• Jun 19th 2008, 09:51 PM
JCIR
T:R2-->R3 defined by T(a1,a2)=(a1+a2,0,2a1-a2)

I need to prove that is a linear transformation, and find the bases for both
N(T) and R(T). then compute the nullity and rank of T. finally say where it is one -2- one or onto.

I already got the anwsers but I need to know in detail especially for computing the nullity and rank of T. and onto or one 2 one.
Thanks
• Jun 20th 2008, 12:13 AM
Isomorphism
Quote:

Originally Posted by JCIR
T:R2-->R3 defined by T(a1,a2)=(a1+a2,0,2a1-a2)

I need to prove that is a linear transformation

Its just checking rules right? Do it.

Or get a matrix that represents the transformation.
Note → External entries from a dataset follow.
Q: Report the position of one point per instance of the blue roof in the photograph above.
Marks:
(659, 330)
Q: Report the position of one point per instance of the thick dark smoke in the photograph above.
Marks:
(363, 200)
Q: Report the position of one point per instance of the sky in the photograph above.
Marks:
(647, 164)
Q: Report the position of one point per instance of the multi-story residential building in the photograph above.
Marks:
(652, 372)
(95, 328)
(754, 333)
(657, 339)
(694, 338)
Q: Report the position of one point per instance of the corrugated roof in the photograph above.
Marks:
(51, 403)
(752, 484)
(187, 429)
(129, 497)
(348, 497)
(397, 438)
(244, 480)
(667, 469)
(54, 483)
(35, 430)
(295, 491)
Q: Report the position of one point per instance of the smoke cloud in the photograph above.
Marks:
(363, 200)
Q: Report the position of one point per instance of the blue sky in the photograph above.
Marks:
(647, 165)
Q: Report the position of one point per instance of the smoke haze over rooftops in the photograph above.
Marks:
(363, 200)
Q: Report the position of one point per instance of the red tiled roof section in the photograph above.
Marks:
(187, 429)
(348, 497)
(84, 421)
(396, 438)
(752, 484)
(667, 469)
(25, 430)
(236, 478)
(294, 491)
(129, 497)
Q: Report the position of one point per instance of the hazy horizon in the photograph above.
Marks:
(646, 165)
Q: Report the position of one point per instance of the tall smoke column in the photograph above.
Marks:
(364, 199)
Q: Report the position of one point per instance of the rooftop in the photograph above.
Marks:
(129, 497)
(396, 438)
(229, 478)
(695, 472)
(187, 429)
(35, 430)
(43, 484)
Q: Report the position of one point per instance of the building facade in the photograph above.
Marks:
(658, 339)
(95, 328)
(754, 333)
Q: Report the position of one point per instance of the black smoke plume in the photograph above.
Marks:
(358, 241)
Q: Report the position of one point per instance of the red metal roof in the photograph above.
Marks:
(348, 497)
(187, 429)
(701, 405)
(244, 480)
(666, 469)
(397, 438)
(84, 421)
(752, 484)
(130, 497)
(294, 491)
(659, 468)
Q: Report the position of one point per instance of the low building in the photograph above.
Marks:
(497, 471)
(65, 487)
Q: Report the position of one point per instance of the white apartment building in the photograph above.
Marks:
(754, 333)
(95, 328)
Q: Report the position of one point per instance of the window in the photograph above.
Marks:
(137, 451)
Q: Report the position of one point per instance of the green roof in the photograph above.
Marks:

$\displaystyle T \equiv \begin{pmatrix}1 & 1 \\ 0 & 0 \\ 2 & -1 \end{pmatrix}$

Quote:

and find the bases for both
Consider the standard base for $\displaystyle \mathbb{R}^2 = \{(0,1),(1,0)\}$.

Now $\displaystyle T(0,1) = (1,0,-1),T(1,0) = (1,0,2)$

So the basis for $\displaystyle T(\mathbb{R}^2)$.

Quote:

N(T) and R(T). then compute the nullity and rank of T. finally say where it is one -2- one or onto.
N(T) is $\displaystyle (x,y):T(x,y) = (x+y,0,2x - y) = 0 \Rightarrow -x = y = 2x \Rightarrow (x,y) = 0.$.This means Nullity = 0

R(T) is $\displaystyle (a,b,c):T(x,y) = (x+y,0,2x - y) = (a,b,c) \Rightarrow y = a-x, 2x-y = 3x - a = c$$\displaystyle \Rightarrow (x,y) = (\frac{a+c}3,\frac{2a- c}3 ).$.

This means R(T) will be the subspace of R3, in which the second co-ordinate is 0.This means Rank = 2.

The map is one-one because nullity is 0.